On another same old of the same type …
I saw a story about ID Theft yesterday. It was well documented, with 1/2 million taken over years. The victims were suing banks for recovery. What stood out to me was the ease with which the scammers incorporated “new” data points. Where did the banks get the idea their business methods were sound ? Hint: search AI + Large Language Models (LLM) and it will be very hard to find any “institutional” criticism or warnings.

Reply →
بطاقة الحرفي في الجزائر
May 16, 2023
There are programs, including what is free and paid, as far as I know, to retrieve deleted photos from any phone, and the leakage of personal data remains an issue that must be concerned about.

Reply →
G.Scott H.
May 16, 2023
In days before smartphones and computers, such information would have been stored on papers possibly in filing cabinets. Would filing cabinets have been auctioned to the general public with there contents? These devices would be better destroyed to protect the information.

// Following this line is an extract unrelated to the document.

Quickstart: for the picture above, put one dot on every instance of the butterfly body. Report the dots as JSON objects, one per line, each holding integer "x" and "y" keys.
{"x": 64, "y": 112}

I have multiple times obtained machines with sensitive information still accessible. Fortunately, for the owners of that information, I immediately properly wipe the media. In the situation this article covers, the owners have no option of making sure the info is wiped. The custodians of those devices have the responsibility of ensuring the information is wiped.

Reply →
Tjuan
May 17, 2023
No a police should not have access to that they rape they doc and. Civilians and play the proud boy with out the budget.

Reply →
Mahhn
May 17, 2023
These devices should be destroyed not sold. It verges on malicious while standing on a ledge of stupidity to sell/give away other peoples unwiped devices.
The time to pick up and wipe most used phones is more than their resale value.
If a person wants to risk their own data, that’s their business. When people, companies and governments expose other peoples data, that’s a crime.

Reply →
Stratocaster
May 19, 2023
Agree that there is alarming negligence there. A more altruistic approach would be to donate them to a NGO in a developing nation, if they can be reliably cleaned. I’m betting a good portion of them are burner phones because criminals.

Reply →
YagiElement
May 20, 2023
Poor departmental procedures. Where I’m at, all electronic devices containing data that were evidence/property are destroyed. Cell phones and hard drives are escorted to a shred facility where the are observed being ground into fine particles. Government owned equipment has the drive or media removed if applicable. Anything with embedded memory has the data wiped or shredded depending on the devices role.

Simple to implement a policy, but I guess either stupidity or the almighty dollar prevailed.